Réforme des retraites : des amendements en pagaille et un climat électrique... On vous résume les deux semaines de débat à l'Assemblée
Comme un condensé d'une folle année parlementaire, l'examen de la réforme des retraites à l'Assemblée nationale s'est achevé vendredi 17 février, à minuit, après deux semaines intenses et riches en rebondissements. L'objet même du texte, très clivant, et la procédure législative utilisée par le gouvernement, l'article 47-1 de la Constitution, qui a contraint les députés à l'examiner en 20 jours au Palais-Bourbon, n'ont pas aidé : le gouvernement, la majorité et les oppositions se sont livré une féroce bataille dans l'hémicycle et en dehors, pour un résultat aux antipodes, sans vote. Alors que le texte va être étudié en commission par les sénateurs à partir du 28 février, franceinfo revient sur les moments marquants de cette quinzaine sous haute tension.

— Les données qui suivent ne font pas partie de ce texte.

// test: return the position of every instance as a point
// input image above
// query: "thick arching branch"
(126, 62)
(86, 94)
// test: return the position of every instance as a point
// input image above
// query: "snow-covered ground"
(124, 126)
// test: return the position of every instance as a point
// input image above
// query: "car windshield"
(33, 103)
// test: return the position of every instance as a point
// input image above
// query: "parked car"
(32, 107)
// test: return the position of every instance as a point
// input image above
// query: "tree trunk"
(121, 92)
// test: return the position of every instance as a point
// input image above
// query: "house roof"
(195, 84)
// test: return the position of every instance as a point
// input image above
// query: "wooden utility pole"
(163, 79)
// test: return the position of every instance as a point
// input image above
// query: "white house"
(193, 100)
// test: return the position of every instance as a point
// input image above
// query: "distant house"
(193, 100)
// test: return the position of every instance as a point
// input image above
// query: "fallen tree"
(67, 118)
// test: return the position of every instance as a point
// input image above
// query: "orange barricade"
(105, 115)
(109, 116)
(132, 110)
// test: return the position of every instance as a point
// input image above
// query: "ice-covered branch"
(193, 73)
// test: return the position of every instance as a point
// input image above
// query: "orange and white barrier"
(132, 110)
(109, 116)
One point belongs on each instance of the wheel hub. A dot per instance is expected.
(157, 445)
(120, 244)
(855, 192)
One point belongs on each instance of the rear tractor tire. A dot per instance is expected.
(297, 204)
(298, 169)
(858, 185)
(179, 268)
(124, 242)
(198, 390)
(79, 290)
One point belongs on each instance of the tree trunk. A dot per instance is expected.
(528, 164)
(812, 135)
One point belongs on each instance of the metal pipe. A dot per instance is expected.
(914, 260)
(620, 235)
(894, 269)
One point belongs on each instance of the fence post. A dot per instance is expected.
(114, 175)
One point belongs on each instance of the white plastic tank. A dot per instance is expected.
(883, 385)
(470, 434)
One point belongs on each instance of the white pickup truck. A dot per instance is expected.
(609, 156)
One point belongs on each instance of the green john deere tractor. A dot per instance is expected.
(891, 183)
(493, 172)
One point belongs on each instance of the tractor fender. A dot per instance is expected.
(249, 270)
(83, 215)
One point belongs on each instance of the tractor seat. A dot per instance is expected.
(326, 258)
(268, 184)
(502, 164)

Le 2 février : des milliers d'amendements sont déposés
Jeudi 2 février, 17 heures. Le suspense est à son comble : combien d'amendements vont être déposés sur le projet de loi portant sur la réforme des retraites ? Va-t-on rester autour de 7 000 amendements, comme en commission des affaires sociales ? C'est finalement bien plus. Quelque 20 000 amendements sont déposés, dont près de 13 000 pour la seule France insoumise. D'une clause de revoyure pour évaluer les effets de la réforme à la suppression pure et simple de l'article 7 actant le recul de l'âge légal de départ à 64 ans, les modifications proposées sont extrêmement variés.
Le nombre d'amendements reste très en deçà des 41 000 déposés en 2020, lors de la précédente tentative de réforme des retraites, mais sitôt le chiffre connu, la majorité proteste. "Examiner tous ces amendements nécessiterait quatre mois de débat parlementaire. Ils le savent, c'est impossible. Cela s'appelle de l'obstruction", dénonce ainsi Aurore Bergé, présidente du groupe Renaissance, sur Twitter.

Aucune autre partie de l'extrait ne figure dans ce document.